Physics-guided graph convolutional network for damage severity and zone identification in industrial composites

Lamb wave (LW)-based technology, which offers long-range propagation and sensitivity to various damage types, has emerged as a promising approach to diagnose damage in composite structures. However, traditional structural health monitoring (SHM) systems face significant challenges that include reliance on dense sensor arrays, complex imaging-based processing, evaluation of damage index with respect to baseline signals, and high computational costs. To address these limitations, this study presents a physics-guided graph convolutional network (GCN) framework to integrate damage severity assessment and zone localization in carbon fiber-reinforced polymer (CFRP) laminates which possess a wide range of industrial applications.
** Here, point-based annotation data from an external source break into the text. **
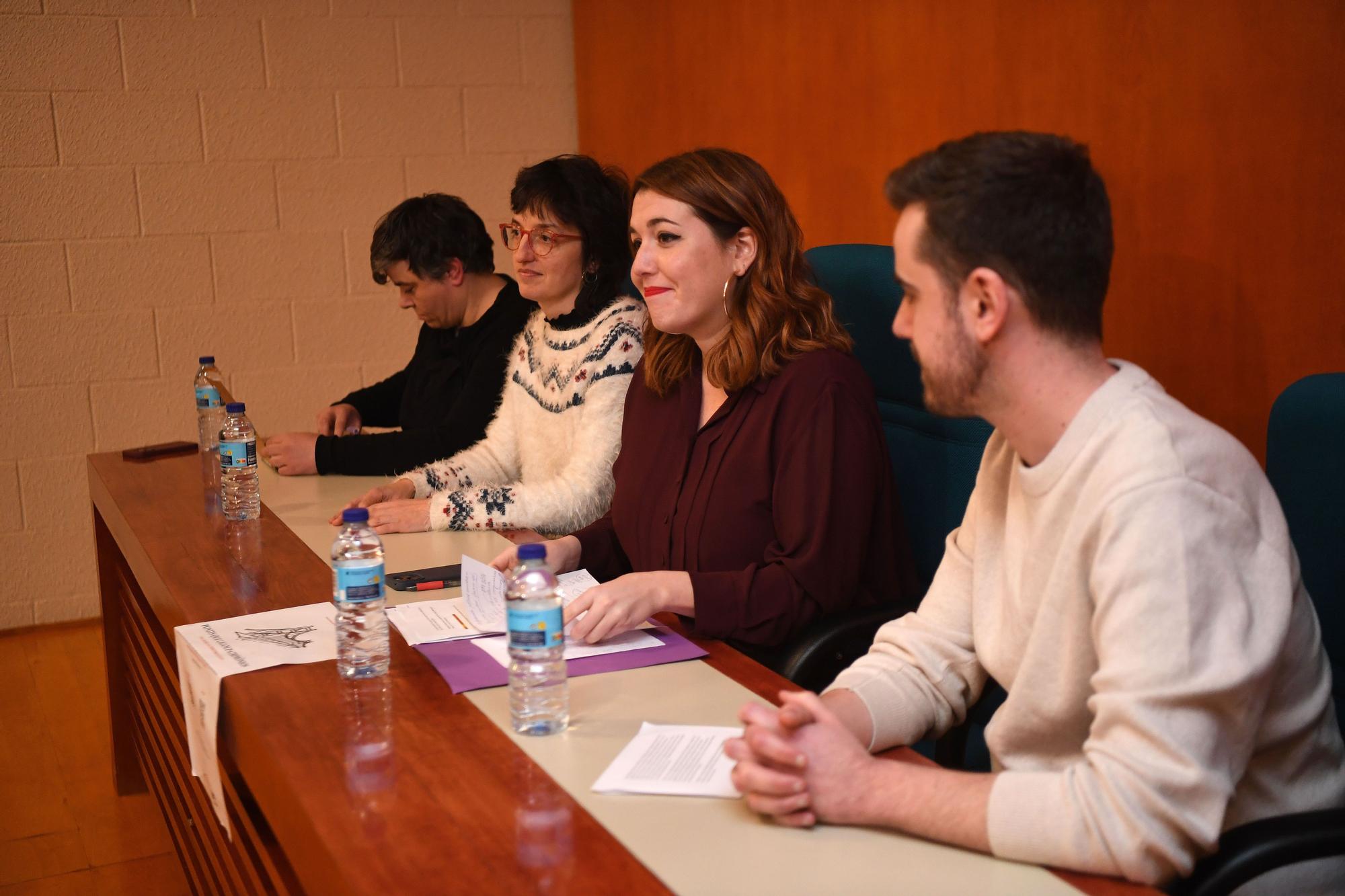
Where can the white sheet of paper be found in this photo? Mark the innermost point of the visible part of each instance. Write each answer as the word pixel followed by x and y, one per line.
pixel 209 651
pixel 200 685
pixel 637 639
pixel 680 760
pixel 484 592
pixel 431 620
The framework transforms LW signals into graphical representations, where nodes correspond to sensing paths, while edges reflect physical relationships based on experimental configurations. Three adjacency matrix variants: the fully connected (GCN−FC), clustered by actuators (GCN−CA), and shared wave propagation paths (GCN−CP), were designed to explore their influence on GCN performance. Experimental results demonstrate that the physics-guided GCN models (GCN−CA and GCN−CP) significantly outperform the conventional GCN−FC model, using only four piezoelectric sensors to achieve (96.09 and 99.09) % accuracy for severity assessment and damage zone localization, respectively. The results demonstrate the potential of physics-guided graph structures to enhance LW-based SHM frameworks.